Moreover, it is perfectly reasonable to state that all things being equal and without actual evidence, this budget is actually more likely to be spent on Medicare than pork, the former being 10 times bigger than the latter and in huge need of funding. But it is pretty obvious the person making the argument is choosing the latter out of self-serving rhetorical convenince, to make her case look stronger than it is. Which is understandable since her case has no legs to stand on.

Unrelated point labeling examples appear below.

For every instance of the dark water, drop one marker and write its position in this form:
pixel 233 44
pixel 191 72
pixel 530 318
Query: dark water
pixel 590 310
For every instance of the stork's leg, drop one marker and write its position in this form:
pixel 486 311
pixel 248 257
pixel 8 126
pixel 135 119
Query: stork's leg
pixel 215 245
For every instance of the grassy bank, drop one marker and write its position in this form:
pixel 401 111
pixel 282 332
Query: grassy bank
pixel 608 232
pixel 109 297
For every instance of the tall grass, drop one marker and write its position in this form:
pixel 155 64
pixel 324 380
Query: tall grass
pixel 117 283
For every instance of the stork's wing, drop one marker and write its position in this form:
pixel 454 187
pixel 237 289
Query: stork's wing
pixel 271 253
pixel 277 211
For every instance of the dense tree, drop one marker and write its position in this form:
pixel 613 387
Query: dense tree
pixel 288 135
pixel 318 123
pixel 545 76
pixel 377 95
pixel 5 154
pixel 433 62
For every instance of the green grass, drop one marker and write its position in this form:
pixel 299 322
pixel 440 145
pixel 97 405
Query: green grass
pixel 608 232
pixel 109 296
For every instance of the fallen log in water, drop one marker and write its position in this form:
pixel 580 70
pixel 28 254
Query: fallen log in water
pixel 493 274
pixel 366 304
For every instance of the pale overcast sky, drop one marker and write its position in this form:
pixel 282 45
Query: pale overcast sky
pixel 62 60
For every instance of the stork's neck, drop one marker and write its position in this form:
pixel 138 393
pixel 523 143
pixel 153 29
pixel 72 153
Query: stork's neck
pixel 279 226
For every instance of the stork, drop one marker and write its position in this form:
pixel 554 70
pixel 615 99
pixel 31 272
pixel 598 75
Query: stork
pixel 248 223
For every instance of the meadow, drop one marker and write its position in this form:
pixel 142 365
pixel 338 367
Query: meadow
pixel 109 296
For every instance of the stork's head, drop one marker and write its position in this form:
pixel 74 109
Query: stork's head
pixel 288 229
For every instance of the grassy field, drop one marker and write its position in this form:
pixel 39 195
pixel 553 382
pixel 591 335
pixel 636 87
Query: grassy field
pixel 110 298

Posted by Sylvain Galineau at December 1, 2005 5:37 PM | direct link
You have no proof it would be spent on other pharma research, so why should I assume it is? And where is your proof ? Show me evidence that I should believe it would be very likely to be spent on something else.
Posted by Sylvain Galineau at December 1, 2005 5:38 PM | direct link
Sally, where in this article does it establish that if it were not for the ODA, the research dollars involved would be spent elsewhere, outside pharma ? On porn ?
Please provide the specific quote.
Posted by Sylvain Galineau at December 1, 2005 5:39 PM | direct link
Two points:
1) You would be correct when you say that it is pharmaceutical company money that goes to Goucher's disease under the Orphan Drug Act. However, the pharmaceutical companies get at least some of this money from investors, who would perhaps invest some of their money somewhere else (like the porn industry) if the pharma companies didn't have the profit making opportunities that the Act provides. Secondly, just because the money belongs to the pharma cos doesn't mean that it will be spent on R&D for other diseases without the Act. The percentage of profits spent on R&D is generally fairly small. More likely, the money would be spent on advertising, or something of that nature.
Secondly, it is wrong to say that every dollar spent on research into these rare diseases is a dollar not spent on more common ailments. Pharmaceutical companies often don't have the incentive to conduct the most basic of research, but research into rare diseases will often provide clues to the workings of the human body that will allow breakthroughs into more common problems. Take, for instance progeria, a (thankfully!) extremely rare disease that results in children aging very rapidly, so that they die in their teens. Quite possibly, research into this disease could lead to insights into normal aging which could help millions.
Posted by Larry at December 3, 2005 3:25 PM | direct link
Hello Professors:
In your next column, please consider answering a question on everyone's mind: is it a Christmas tree or a holiday tree?